Sophie Gilbert has this to say about that issue in the movie, in The Atlantic:

That a book with relatively complex portrayals of women became a movie with such stock characters is disappointing, if not wholly unpredictable. Hollywood might be increasingly cribbing its ideas from books; what The Girl on the Train proves is that translating what makes those books work isn’t as easy as it might seem.

The film version of The Girl On the Train received a Rotten Tomatoes score of 44, by the way.  While I wouldn’t rate it that low, it was definitely not as good as the book.  It omitted important plot points, e.g. about the Friday night during which Haley Bennett’s character disappears, and its flashback features didn’t work well.  The novel jumps back and forth as well, but much more adroitly than does the film.

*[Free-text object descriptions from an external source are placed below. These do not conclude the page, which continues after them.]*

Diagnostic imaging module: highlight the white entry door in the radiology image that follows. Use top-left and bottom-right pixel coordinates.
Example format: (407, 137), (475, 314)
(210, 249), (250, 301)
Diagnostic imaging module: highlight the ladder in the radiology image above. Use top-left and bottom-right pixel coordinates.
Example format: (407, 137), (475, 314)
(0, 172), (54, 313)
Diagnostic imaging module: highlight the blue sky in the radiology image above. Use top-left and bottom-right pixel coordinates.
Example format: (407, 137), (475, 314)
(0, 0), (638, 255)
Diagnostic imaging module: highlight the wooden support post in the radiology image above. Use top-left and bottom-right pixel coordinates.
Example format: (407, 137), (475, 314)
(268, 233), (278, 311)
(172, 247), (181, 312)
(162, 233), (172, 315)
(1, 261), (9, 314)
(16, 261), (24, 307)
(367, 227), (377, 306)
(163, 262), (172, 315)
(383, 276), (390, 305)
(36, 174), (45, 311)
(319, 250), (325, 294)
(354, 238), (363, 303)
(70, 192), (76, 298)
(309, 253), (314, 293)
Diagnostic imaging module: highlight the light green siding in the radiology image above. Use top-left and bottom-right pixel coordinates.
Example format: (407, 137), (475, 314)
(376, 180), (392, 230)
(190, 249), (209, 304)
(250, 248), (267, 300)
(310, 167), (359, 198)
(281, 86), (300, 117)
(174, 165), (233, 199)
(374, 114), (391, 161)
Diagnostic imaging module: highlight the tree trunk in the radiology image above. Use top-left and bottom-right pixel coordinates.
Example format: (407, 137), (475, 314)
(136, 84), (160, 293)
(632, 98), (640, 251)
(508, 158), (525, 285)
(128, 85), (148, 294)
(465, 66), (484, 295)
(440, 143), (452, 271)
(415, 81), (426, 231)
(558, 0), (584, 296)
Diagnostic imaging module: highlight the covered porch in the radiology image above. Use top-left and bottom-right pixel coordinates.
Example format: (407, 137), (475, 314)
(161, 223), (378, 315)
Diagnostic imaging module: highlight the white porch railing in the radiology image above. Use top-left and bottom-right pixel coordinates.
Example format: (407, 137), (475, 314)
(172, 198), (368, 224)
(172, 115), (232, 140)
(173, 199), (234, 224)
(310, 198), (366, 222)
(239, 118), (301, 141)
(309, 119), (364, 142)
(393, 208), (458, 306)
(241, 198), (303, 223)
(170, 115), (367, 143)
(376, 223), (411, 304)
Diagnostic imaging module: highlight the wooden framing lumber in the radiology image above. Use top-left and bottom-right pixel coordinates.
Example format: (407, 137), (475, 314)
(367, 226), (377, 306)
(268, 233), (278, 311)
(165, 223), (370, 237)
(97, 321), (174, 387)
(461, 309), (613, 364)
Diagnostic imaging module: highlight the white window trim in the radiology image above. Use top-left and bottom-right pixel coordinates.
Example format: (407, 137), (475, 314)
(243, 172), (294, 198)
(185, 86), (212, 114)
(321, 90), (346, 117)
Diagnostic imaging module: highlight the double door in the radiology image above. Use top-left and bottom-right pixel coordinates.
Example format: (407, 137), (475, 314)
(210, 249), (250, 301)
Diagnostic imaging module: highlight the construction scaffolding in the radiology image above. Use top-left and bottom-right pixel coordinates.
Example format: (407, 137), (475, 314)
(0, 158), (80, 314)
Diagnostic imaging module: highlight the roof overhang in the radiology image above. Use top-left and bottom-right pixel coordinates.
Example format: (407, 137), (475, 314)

The movie also lacks much of the suspense that the novel creates.  And the book is much darker in tone than the movie, which I think is more appropriate to the story line.  The book achieves thriller status, but I’m not sure the movie does.  Perhaps I was biased by having read the book first.  I almost always prefer the books to the movies made from them.

A jarring casting decision in the movie, for me at least, was to cast as Cathy, Rachel Watson’s roommate, the same young woman (Laura Prepon) who plays Piper’s love interest in Orange Is the New Black, a popular series on Netflix, whose first season I devoured.  I never quite got over the reference to the Netflix series as I watched the movie.

In sum, I heartily recommend the novel.  It deserves its bestseller status.  And I also think going to the movie version is not a waste of money, especially if you attend a bargain matinee!